Deep Learning vs. Machine Learning: What's the Difference?
Deep learning is a specialized subset of machine learning. Machine learning is any system that learns patterns from data; deep learning is the branch that uses large, multi-layered neural networks to learn complex patterns — and it powers most modern AI breakthroughs.
See the difference, explained visually.
Watch a 2-minute animated lesson comparing deep learning and machine learning.
At a glance
| Deep Learning | Machine Learning | |
|---|---|---|
| Relationship | A subset of machine learning | The broader field |
| Method | Many-layered neural networks | Many techniques, including deep learning |
| Data needs | Usually large datasets | Can work with smaller data |
| Features | Learns them automatically | Often needs hand-picked features |
| Powers | Image, speech, and language models | Spam filters, recommendations, forecasting |
Which should you use?
Deep Learning
Deep learning shines on complex, high-dimensional data — images, audio, language — given enough data and compute.
Machine Learning
Classic machine learning is often better for smaller datasets or simpler, structured problems, and is cheaper to run.
Frequently asked questions
- Is deep learning the same as machine learning?
- No — deep learning is a subset.
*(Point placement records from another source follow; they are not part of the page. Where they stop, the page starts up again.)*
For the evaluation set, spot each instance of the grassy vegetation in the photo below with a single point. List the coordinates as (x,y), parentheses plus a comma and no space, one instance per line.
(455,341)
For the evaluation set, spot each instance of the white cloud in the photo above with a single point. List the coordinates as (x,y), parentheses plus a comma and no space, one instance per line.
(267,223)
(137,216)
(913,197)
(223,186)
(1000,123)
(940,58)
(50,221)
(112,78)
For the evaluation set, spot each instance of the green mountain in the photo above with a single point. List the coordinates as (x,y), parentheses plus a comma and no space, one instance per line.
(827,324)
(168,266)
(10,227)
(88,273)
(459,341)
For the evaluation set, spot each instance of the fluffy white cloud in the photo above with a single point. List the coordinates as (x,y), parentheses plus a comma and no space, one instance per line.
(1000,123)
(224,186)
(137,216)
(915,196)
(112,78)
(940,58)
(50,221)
All deep learning is machine learning, but machine learning also includes many simpler methods that don't use deep neural networks.
- When is deep learning overkill?
- For small datasets or simple, structured problems, classic machine learning is often faster, cheaper, and just as accurate — deep learning's edge shows with lots of complex data.
- How do they relate to AI?
- AI is the broadest term; machine learning is one approach to AI; deep learning is one approach to machine learning. Each is nested inside the last.